After the 2017 season, Barkley declared for the NFL draft, leaving Penn State with school records for most rushing touchdowns (43), total touchdowns (53), and all-purpose yards (5,538).

Sanders got his moment. Well, his season, to be exact, one in a which he ran for 1,649 yards before declaring for the draft himself and being selected by the Eagles in the second round.

In Philadelphia, the 22-year-old Pittsburgh-area native has gotten the attention of coaches and teammates not just for his performance on the field. He puts in meticulous work on his own time, poring over film and taking detailed, handwritten notes about opponents in a personal notebook. When the fumbling problem that plagued him in college seemed to reemerge in Week 3, he put his head down and self-corrected.

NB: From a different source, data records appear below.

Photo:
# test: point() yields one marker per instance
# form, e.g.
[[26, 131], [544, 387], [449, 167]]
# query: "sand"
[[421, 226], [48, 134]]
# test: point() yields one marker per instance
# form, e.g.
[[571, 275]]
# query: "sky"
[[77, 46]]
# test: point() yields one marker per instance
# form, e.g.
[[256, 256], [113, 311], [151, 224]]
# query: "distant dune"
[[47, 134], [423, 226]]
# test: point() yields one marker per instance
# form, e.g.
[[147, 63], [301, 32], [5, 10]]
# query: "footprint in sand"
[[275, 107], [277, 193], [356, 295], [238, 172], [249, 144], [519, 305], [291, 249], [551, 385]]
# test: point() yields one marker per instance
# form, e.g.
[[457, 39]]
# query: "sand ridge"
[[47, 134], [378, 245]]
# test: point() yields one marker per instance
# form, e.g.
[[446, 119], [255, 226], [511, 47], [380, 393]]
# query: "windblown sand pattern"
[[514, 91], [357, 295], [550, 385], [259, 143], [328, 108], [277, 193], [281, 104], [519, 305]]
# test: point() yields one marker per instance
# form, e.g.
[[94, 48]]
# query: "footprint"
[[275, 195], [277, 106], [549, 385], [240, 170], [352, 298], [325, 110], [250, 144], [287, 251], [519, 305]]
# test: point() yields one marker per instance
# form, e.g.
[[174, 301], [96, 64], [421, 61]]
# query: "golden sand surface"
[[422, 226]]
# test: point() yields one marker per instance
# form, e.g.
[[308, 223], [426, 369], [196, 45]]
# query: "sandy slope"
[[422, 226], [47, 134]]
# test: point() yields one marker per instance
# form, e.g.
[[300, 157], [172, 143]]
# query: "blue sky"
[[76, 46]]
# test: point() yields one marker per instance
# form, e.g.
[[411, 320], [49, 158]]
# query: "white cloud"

“That’s always stressful at the running back position,” said Barkley, who has struggled himself since coming back from an ankle injury that sidelined him in Weeks 4-6. “My advice to him was just stick with it. The game’s going to come to you. Just stay true to who you are.

“Every time you go out there, just be Miles Sanders," he added. "The rest is going to take care of itself.”